Patients with rheumatoid arthritis are more likely to have incompressible arteries, precluding the use of some diagnostic methods for PAD [19].
Incompressible arteries are quite likely in those who have answered the 5th, 8th and 9th question with YES – a warning sign for the examiner that diagnostic methods other than ABI (i.e. TBI) will have to be used.
Patients with COPD are at double the risk of developing PAD [53].
Abnormal levels of blood lipids and lipoproteins is associated with mild risk for development of large-vessel PAD [54].
Hypertension is a known risk factor for PAD (and other CVDs) [55].
Weight is a risk factor for PAD (and many other medical conditions) as studies have shown that older individuals with greater BMI (body mass index) have a higher incidence of PAD [56].
Accurately diagnosing intermittent claudication on the basis of physical sensations the patient feels during physical exertion and when still/resting is best done using the Edinburgh Claudication Questionnaire [57].
Reduced blood flow leads to disruption of normal thermoregulation.

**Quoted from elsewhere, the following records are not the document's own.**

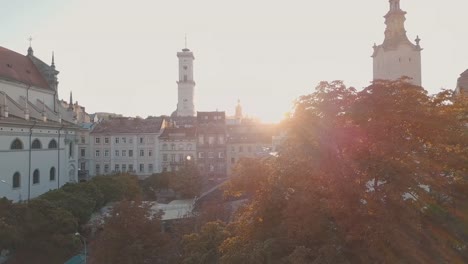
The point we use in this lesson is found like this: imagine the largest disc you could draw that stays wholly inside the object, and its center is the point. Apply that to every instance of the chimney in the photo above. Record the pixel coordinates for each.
(26, 114)
(4, 110)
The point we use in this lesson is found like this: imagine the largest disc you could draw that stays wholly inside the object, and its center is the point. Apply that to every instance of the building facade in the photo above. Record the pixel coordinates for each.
(248, 140)
(177, 147)
(126, 145)
(38, 136)
(211, 144)
(397, 56)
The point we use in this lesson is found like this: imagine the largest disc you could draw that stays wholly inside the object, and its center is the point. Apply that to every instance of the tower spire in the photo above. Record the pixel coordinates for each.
(394, 5)
(53, 60)
(30, 50)
(70, 105)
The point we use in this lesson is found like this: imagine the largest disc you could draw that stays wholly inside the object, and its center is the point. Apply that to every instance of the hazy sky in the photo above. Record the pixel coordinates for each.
(120, 56)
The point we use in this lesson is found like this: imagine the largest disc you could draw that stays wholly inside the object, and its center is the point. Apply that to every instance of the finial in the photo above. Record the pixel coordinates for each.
(186, 49)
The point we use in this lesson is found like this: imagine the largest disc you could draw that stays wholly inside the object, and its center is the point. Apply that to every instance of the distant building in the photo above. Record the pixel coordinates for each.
(211, 144)
(238, 116)
(126, 145)
(177, 147)
(38, 136)
(248, 140)
(397, 56)
(462, 84)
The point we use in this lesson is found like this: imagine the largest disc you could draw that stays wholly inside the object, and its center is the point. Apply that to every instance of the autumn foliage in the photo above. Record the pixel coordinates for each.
(372, 176)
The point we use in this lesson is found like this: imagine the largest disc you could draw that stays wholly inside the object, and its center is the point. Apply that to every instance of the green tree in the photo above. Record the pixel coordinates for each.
(202, 247)
(377, 176)
(132, 234)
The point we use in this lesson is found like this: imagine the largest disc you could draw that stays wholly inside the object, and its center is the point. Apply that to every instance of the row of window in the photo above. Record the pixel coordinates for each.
(212, 168)
(211, 155)
(211, 140)
(249, 149)
(120, 153)
(17, 144)
(119, 140)
(16, 180)
(123, 168)
(177, 147)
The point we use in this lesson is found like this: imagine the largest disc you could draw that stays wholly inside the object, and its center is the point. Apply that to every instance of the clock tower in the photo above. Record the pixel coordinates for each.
(397, 56)
(186, 84)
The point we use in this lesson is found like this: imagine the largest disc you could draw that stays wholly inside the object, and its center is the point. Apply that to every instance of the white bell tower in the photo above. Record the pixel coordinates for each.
(186, 84)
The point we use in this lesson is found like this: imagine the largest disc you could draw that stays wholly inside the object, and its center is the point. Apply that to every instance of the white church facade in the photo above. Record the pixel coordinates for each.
(397, 56)
(37, 136)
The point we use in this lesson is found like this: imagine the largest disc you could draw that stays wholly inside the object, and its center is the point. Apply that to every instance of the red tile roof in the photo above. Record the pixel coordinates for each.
(20, 68)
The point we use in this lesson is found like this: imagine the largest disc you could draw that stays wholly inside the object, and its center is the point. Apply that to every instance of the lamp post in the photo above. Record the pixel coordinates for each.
(7, 183)
(84, 242)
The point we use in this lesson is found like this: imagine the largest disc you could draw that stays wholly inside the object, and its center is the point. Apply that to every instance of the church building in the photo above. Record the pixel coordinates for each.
(397, 56)
(37, 135)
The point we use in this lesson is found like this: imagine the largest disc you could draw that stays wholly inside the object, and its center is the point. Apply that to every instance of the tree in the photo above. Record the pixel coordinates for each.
(132, 234)
(377, 176)
(47, 233)
(203, 247)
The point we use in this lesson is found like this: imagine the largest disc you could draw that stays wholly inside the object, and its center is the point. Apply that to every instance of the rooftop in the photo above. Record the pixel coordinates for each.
(129, 125)
(20, 68)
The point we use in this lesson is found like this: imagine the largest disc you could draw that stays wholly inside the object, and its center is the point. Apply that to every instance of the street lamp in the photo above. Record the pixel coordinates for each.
(84, 242)
(7, 183)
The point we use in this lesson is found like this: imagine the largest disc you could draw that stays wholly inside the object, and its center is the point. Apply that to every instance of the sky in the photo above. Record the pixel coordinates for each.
(120, 56)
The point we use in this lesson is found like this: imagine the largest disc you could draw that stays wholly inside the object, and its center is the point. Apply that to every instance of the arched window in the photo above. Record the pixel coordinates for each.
(52, 174)
(16, 144)
(36, 144)
(16, 180)
(36, 177)
(53, 144)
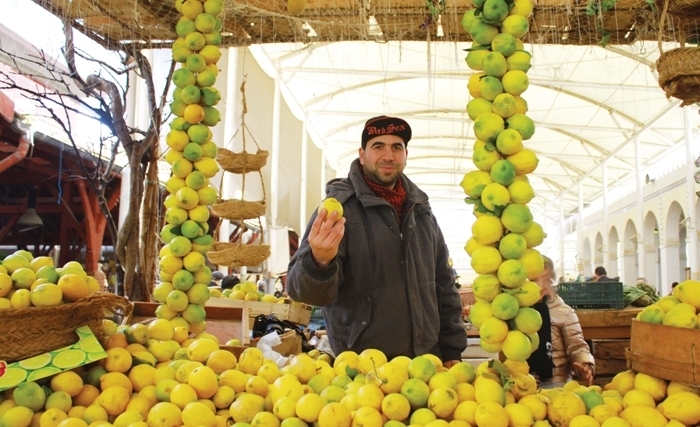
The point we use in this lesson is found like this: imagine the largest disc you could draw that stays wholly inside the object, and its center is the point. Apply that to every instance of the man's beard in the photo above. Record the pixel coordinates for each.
(388, 181)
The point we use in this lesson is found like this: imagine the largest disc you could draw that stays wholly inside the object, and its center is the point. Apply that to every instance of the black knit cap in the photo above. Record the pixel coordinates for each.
(386, 125)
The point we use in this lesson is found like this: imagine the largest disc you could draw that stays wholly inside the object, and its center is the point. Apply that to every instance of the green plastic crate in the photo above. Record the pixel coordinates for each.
(592, 295)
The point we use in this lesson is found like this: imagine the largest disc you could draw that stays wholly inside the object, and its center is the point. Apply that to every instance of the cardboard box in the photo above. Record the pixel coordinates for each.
(665, 352)
(294, 312)
(225, 323)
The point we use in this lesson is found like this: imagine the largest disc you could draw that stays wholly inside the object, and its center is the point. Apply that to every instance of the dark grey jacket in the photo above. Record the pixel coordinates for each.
(388, 288)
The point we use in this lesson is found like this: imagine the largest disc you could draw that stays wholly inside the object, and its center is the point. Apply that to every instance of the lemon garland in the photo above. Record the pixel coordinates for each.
(183, 271)
(504, 233)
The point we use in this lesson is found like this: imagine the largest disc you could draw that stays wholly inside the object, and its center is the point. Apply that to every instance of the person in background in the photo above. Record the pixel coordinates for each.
(385, 284)
(229, 282)
(216, 277)
(563, 354)
(673, 286)
(601, 275)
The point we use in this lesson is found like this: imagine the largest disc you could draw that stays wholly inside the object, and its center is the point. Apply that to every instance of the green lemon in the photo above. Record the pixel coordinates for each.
(69, 359)
(12, 377)
(35, 362)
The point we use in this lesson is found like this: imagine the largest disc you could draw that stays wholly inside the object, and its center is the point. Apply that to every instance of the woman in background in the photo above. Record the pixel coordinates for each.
(563, 354)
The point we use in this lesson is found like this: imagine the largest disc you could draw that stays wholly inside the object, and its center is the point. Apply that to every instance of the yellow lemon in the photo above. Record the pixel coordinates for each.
(521, 192)
(533, 262)
(525, 160)
(481, 310)
(474, 182)
(643, 416)
(487, 230)
(487, 126)
(534, 236)
(491, 414)
(512, 273)
(495, 197)
(563, 407)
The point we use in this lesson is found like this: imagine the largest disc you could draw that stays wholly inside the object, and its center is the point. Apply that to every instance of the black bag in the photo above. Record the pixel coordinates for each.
(267, 323)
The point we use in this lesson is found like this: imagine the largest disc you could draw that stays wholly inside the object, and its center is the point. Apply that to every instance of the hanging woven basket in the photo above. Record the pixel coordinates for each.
(681, 8)
(237, 254)
(242, 162)
(237, 210)
(679, 74)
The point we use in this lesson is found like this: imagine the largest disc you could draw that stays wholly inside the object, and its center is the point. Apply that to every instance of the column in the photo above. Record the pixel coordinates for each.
(303, 219)
(670, 266)
(275, 237)
(323, 172)
(562, 264)
(690, 227)
(231, 123)
(606, 227)
(580, 236)
(639, 220)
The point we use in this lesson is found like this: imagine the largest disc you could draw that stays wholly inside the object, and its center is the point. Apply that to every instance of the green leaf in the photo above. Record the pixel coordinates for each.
(470, 201)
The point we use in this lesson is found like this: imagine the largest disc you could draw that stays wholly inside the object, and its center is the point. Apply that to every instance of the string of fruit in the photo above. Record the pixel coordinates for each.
(504, 233)
(183, 271)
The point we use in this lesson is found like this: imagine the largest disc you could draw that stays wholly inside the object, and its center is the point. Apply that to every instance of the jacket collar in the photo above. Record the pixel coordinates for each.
(368, 198)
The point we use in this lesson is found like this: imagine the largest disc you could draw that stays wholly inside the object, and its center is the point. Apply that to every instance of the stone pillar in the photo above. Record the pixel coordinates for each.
(670, 267)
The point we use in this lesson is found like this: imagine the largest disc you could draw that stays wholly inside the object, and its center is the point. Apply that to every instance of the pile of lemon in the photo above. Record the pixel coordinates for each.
(681, 309)
(247, 291)
(184, 275)
(504, 233)
(26, 281)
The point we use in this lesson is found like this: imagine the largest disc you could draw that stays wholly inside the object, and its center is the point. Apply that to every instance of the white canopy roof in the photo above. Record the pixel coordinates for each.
(589, 104)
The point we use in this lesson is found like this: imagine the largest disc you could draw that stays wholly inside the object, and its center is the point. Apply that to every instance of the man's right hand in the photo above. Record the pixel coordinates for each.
(325, 236)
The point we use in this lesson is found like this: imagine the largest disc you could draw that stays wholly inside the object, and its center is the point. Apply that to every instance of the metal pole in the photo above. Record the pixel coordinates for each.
(562, 230)
(690, 228)
(606, 228)
(641, 251)
(581, 236)
(304, 177)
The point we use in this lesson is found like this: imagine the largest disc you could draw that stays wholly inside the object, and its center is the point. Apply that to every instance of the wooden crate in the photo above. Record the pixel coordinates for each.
(295, 313)
(225, 323)
(665, 352)
(609, 355)
(600, 324)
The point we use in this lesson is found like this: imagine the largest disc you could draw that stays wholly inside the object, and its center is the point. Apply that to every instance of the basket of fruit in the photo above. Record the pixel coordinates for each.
(30, 331)
(236, 210)
(242, 162)
(679, 74)
(238, 254)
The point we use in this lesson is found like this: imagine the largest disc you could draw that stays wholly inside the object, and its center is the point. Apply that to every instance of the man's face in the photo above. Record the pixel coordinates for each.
(384, 158)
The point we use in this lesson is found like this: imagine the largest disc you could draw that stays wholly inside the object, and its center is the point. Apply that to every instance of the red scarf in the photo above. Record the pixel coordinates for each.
(396, 196)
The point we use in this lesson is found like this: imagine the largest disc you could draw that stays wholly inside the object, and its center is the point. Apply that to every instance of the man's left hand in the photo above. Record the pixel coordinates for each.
(450, 363)
(585, 372)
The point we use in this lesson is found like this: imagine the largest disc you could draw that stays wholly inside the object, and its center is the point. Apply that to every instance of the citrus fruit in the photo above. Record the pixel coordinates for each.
(486, 260)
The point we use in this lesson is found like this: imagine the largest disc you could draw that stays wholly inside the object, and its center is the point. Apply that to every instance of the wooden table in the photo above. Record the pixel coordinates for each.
(600, 324)
(608, 333)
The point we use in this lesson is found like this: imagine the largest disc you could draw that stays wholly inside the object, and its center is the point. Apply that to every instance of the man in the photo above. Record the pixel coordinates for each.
(601, 275)
(216, 277)
(230, 281)
(386, 283)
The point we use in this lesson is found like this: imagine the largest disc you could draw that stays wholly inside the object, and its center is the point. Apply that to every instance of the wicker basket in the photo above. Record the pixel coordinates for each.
(242, 162)
(679, 74)
(686, 9)
(30, 331)
(236, 210)
(238, 255)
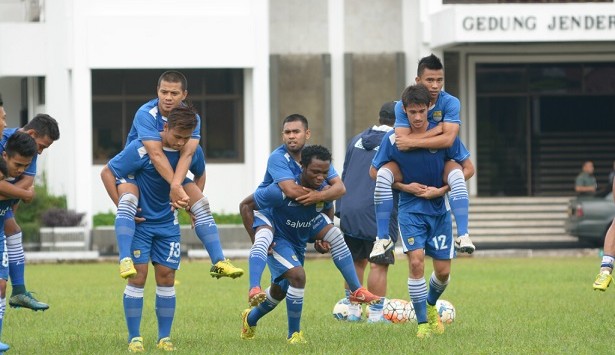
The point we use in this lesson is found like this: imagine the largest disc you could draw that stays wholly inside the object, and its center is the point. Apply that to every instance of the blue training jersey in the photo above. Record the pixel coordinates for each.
(31, 169)
(294, 221)
(154, 190)
(424, 166)
(149, 122)
(281, 166)
(446, 109)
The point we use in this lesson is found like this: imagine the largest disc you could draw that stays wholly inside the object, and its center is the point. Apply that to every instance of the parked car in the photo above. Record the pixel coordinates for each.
(590, 217)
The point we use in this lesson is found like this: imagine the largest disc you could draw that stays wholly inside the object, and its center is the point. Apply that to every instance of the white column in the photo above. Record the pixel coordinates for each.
(338, 110)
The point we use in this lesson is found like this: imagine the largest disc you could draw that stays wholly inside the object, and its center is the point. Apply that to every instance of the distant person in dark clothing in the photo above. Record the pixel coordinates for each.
(357, 213)
(585, 183)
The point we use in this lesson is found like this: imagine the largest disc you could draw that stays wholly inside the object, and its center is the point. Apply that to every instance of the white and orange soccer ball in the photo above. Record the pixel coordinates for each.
(398, 310)
(446, 310)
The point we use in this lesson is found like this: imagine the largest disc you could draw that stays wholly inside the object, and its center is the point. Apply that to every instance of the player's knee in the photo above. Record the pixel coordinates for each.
(129, 199)
(296, 277)
(201, 204)
(334, 236)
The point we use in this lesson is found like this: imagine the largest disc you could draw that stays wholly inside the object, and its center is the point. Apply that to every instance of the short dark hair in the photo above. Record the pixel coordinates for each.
(44, 126)
(296, 117)
(386, 116)
(416, 94)
(314, 151)
(173, 76)
(430, 62)
(182, 117)
(21, 143)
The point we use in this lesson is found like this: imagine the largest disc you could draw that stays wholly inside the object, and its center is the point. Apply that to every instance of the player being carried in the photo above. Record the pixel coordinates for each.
(282, 169)
(444, 110)
(424, 222)
(149, 121)
(157, 238)
(296, 224)
(19, 151)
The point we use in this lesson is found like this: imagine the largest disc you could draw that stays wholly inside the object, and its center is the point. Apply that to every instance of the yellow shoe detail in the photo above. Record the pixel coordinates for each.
(247, 331)
(296, 338)
(224, 268)
(603, 280)
(136, 345)
(433, 318)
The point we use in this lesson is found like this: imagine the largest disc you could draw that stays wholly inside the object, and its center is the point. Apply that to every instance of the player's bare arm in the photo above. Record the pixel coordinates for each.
(163, 167)
(405, 141)
(185, 159)
(23, 191)
(336, 190)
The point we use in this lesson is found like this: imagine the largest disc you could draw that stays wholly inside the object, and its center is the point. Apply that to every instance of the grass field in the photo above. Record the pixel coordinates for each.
(504, 306)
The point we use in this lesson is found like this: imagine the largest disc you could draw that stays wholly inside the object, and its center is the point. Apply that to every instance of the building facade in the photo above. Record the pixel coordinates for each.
(536, 81)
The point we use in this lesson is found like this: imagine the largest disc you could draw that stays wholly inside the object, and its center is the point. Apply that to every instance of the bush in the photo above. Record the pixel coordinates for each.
(28, 215)
(60, 217)
(108, 218)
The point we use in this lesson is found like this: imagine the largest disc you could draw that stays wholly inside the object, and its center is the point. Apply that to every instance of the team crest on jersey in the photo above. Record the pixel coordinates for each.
(359, 144)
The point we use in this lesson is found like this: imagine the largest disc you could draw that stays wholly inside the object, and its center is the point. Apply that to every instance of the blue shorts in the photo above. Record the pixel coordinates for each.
(286, 256)
(10, 214)
(131, 180)
(262, 218)
(4, 266)
(432, 233)
(160, 244)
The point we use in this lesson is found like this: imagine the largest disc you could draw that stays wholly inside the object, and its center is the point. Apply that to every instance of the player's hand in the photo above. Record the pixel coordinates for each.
(137, 218)
(322, 247)
(270, 250)
(404, 143)
(430, 193)
(30, 194)
(310, 198)
(179, 198)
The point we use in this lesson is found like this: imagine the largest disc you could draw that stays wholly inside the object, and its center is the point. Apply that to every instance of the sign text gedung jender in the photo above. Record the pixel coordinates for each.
(533, 23)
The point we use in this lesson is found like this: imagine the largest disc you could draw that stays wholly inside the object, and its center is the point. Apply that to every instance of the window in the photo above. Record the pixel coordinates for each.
(217, 95)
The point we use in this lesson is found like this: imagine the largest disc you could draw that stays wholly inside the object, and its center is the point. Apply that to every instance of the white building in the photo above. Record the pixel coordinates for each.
(536, 81)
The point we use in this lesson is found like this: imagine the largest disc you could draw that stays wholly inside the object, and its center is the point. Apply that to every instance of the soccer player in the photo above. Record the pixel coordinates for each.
(149, 120)
(296, 224)
(444, 108)
(356, 212)
(425, 224)
(157, 238)
(44, 129)
(604, 278)
(20, 150)
(2, 116)
(282, 168)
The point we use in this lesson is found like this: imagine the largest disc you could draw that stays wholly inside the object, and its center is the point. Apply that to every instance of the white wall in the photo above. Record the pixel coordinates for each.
(78, 36)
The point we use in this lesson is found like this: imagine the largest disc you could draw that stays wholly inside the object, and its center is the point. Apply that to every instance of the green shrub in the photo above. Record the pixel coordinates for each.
(104, 219)
(28, 215)
(108, 218)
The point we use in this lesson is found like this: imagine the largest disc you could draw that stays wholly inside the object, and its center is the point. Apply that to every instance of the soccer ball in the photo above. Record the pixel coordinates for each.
(446, 311)
(398, 311)
(340, 310)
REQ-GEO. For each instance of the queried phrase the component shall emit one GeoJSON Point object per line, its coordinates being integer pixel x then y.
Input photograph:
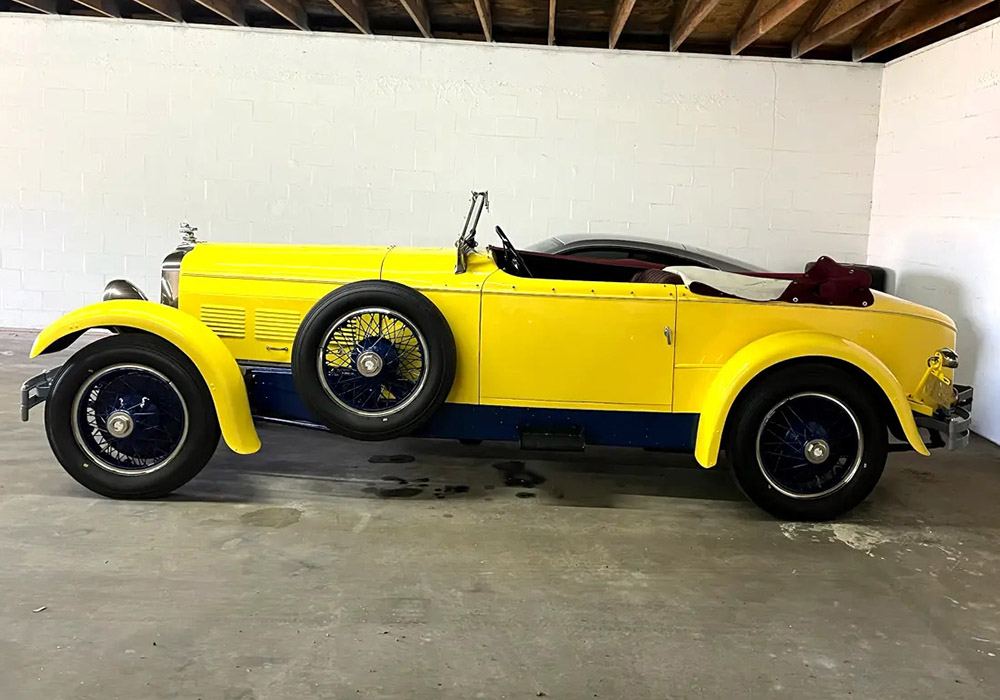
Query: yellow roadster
{"type": "Point", "coordinates": [798, 379]}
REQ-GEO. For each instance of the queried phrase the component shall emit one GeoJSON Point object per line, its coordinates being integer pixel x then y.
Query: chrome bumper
{"type": "Point", "coordinates": [950, 429]}
{"type": "Point", "coordinates": [36, 390]}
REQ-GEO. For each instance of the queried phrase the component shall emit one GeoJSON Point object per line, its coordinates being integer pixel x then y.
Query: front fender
{"type": "Point", "coordinates": [766, 352]}
{"type": "Point", "coordinates": [192, 337]}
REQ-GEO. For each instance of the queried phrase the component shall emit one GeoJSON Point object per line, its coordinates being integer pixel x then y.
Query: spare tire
{"type": "Point", "coordinates": [373, 360]}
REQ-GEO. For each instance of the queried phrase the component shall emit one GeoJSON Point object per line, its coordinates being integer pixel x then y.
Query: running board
{"type": "Point", "coordinates": [552, 438]}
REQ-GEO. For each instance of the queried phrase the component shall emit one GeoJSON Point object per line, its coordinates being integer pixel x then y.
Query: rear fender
{"type": "Point", "coordinates": [771, 350]}
{"type": "Point", "coordinates": [192, 337]}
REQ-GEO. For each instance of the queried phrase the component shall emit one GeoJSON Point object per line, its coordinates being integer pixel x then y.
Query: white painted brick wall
{"type": "Point", "coordinates": [113, 132]}
{"type": "Point", "coordinates": [936, 213]}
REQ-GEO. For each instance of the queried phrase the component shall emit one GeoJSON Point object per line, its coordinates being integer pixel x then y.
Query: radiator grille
{"type": "Point", "coordinates": [226, 321]}
{"type": "Point", "coordinates": [276, 325]}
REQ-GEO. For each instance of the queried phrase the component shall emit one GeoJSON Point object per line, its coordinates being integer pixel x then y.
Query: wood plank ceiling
{"type": "Point", "coordinates": [858, 30]}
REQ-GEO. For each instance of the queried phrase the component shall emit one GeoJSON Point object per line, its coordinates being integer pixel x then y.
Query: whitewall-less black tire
{"type": "Point", "coordinates": [808, 443]}
{"type": "Point", "coordinates": [374, 360]}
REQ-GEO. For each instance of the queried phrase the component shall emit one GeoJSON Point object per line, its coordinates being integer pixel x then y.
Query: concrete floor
{"type": "Point", "coordinates": [307, 571]}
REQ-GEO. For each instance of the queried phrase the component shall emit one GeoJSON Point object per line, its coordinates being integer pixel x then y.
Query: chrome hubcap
{"type": "Point", "coordinates": [369, 364]}
{"type": "Point", "coordinates": [817, 451]}
{"type": "Point", "coordinates": [120, 424]}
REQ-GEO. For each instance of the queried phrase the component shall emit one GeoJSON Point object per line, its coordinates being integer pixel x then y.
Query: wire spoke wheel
{"type": "Point", "coordinates": [129, 419]}
{"type": "Point", "coordinates": [372, 362]}
{"type": "Point", "coordinates": [809, 445]}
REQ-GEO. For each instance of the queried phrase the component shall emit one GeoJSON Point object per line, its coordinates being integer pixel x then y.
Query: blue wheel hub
{"type": "Point", "coordinates": [373, 362]}
{"type": "Point", "coordinates": [129, 419]}
{"type": "Point", "coordinates": [809, 445]}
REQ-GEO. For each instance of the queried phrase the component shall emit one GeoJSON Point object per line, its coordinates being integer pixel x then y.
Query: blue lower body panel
{"type": "Point", "coordinates": [273, 397]}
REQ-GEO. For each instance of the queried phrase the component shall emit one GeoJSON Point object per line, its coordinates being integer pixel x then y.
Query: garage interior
{"type": "Point", "coordinates": [770, 131]}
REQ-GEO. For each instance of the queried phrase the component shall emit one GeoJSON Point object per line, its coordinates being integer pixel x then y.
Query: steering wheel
{"type": "Point", "coordinates": [513, 257]}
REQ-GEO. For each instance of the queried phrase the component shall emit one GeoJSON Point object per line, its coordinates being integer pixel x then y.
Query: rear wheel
{"type": "Point", "coordinates": [809, 443]}
{"type": "Point", "coordinates": [131, 417]}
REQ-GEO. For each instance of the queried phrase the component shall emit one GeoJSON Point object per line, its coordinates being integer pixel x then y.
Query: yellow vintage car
{"type": "Point", "coordinates": [799, 390]}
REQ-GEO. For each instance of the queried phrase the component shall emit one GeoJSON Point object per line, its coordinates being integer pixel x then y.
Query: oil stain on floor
{"type": "Point", "coordinates": [271, 517]}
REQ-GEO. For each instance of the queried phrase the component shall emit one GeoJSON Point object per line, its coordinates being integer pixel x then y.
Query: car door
{"type": "Point", "coordinates": [576, 344]}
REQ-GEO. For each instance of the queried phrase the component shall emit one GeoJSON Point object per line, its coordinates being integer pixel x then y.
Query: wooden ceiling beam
{"type": "Point", "coordinates": [837, 26]}
{"type": "Point", "coordinates": [417, 9]}
{"type": "Point", "coordinates": [751, 12]}
{"type": "Point", "coordinates": [758, 27]}
{"type": "Point", "coordinates": [170, 9]}
{"type": "Point", "coordinates": [815, 17]}
{"type": "Point", "coordinates": [552, 22]}
{"type": "Point", "coordinates": [871, 29]}
{"type": "Point", "coordinates": [108, 8]}
{"type": "Point", "coordinates": [227, 9]}
{"type": "Point", "coordinates": [622, 11]}
{"type": "Point", "coordinates": [355, 12]}
{"type": "Point", "coordinates": [918, 25]}
{"type": "Point", "coordinates": [688, 21]}
{"type": "Point", "coordinates": [46, 6]}
{"type": "Point", "coordinates": [485, 18]}
{"type": "Point", "coordinates": [292, 10]}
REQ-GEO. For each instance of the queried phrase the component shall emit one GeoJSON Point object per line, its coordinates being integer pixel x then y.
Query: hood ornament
{"type": "Point", "coordinates": [188, 238]}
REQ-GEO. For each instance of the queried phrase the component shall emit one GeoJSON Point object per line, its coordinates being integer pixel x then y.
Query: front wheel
{"type": "Point", "coordinates": [131, 417]}
{"type": "Point", "coordinates": [809, 443]}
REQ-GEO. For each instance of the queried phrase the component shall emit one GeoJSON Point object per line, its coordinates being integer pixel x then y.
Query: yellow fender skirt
{"type": "Point", "coordinates": [756, 357]}
{"type": "Point", "coordinates": [192, 337]}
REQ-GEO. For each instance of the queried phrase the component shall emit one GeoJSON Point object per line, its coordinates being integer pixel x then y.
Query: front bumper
{"type": "Point", "coordinates": [36, 390]}
{"type": "Point", "coordinates": [950, 429]}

Occlusion in the arteries of lower extremities reduces flow of nutrients to skin and toenails, leading to stunted growth and deformations. Pallor in the affected leg is possible when it is in an elevated position [58].
This is another tell-tale sign of PAD, but one that is typical for the advanced form of the disease.
This is not directly connected to diagnosing PAD as it is possible that a patient with venous ulcers was a recipient of compression therapy without prior PAD assessment, but it is a cue for an evaluation of the suitability of such treatment for the patient in question.
Diagnosis of erectile dysfunction carries a two-fold increase in the likelihood of PAD [59].
Patients with a family history of PAD are at twice the risk of the disease than those without such a familial medical history [60].
Comprehensive chronic wound assessment and treatment should include an ABI or TBI assessment to confirm or dismiss the presence of PAD. Where modern diagnostic tools are lacking, a comprehensive questionnaire may be used to identify at-risk patients who might benefit from further examination, but not in lieu of them.